BLOG: Income and ethnicity prove determinants in health of women



A recent study found that income and ethnicity are determining factors in the health of Los Angeles women.

The Los Angeles County Department of Public Health released Health Indicators for Women on March 3.

It reported an increased risk of premature death for African American women, a disproportionate lack of insurance in the Latina community and an insufficient amount of preventative treatment for Asian American women.

“I think, in general, the report is pretty accurate as to what we see here,” John Merryman, spokesman for the South Bay Family Health Care, which has clinics in Redondo Beach, Inglewood, Gardena and Carson, told the Daily Breeze.

Findings included:

*Eight hundred and two African American women out of 100,000 died prematurely, compared to the county average of 556 per 100,000.

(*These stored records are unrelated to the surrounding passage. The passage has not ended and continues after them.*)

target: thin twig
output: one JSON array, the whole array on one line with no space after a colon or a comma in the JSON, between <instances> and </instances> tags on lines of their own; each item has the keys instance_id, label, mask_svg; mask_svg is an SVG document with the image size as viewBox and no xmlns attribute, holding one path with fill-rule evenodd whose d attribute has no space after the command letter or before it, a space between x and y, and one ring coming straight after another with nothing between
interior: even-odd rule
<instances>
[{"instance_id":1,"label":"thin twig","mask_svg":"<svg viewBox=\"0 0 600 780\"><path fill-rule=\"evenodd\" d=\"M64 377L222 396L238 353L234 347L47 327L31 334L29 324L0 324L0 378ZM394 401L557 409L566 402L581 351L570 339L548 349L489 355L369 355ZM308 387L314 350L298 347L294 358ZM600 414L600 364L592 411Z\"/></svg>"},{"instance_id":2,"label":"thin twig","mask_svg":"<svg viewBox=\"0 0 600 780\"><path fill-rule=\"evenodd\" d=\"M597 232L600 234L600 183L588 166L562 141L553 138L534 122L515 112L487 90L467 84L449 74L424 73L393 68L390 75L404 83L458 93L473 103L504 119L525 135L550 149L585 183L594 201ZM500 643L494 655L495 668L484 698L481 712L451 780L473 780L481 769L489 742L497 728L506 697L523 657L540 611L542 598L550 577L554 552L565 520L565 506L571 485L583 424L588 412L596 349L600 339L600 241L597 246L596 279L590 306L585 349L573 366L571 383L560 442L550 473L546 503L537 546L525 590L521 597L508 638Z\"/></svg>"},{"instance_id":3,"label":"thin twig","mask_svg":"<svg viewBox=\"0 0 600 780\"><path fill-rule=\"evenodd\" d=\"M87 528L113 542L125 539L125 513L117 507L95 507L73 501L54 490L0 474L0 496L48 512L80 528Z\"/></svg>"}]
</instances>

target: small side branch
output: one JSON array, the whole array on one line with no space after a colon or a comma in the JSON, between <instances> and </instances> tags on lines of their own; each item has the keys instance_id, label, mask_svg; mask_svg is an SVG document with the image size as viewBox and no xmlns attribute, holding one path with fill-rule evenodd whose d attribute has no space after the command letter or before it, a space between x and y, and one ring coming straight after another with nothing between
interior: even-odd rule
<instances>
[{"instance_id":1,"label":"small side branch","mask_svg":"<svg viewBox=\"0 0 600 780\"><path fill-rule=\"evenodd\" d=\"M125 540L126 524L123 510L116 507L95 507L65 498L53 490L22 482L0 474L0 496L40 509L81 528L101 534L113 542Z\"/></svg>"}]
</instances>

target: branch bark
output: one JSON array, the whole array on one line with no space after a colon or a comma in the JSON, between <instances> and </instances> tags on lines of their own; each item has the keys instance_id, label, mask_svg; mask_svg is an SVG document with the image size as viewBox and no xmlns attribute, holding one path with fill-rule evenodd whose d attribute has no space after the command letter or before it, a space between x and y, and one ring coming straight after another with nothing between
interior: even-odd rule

*More than a third of the Latina community is uninsured. Six percent of white women are uninsured.

*Asian/Pacific Islanders are the least likely group to have a Pap test in the last three years or a mammogram in the last two years.

*Only 54 percent of uninsured women had a mammogram in the last two years. Seventy-nine percent of women with private insurance had one.

*South Los Angeles had the highest obesity rate among women at 41 percent.

Health Indicators for Women failed to include the percentage of women who are illegal immigrants and the effects of their citizenship on their health.

The Department of Public Health hopes this report will be influential in closing these gaps in health care.

“Our physical and social environment impacts everyone’s health and there are terrible discrepancies,” Dr. Jonathan Fielding, the director of the county health department, told the Daily Breeze.

Merryman said access to health care is the biggest issue presented in the study, calling it the thing to “even the playing field.”

But Dr. Rita Singhal, an author of the report, told the Los Angeles Times that this issue transcends access, especially in the African American female community. She suspects that racial discrimination and stress also play a role.

“What types of resources are required to meet the needs of these women? That’s something we need policy makers to look at,” Singhal said.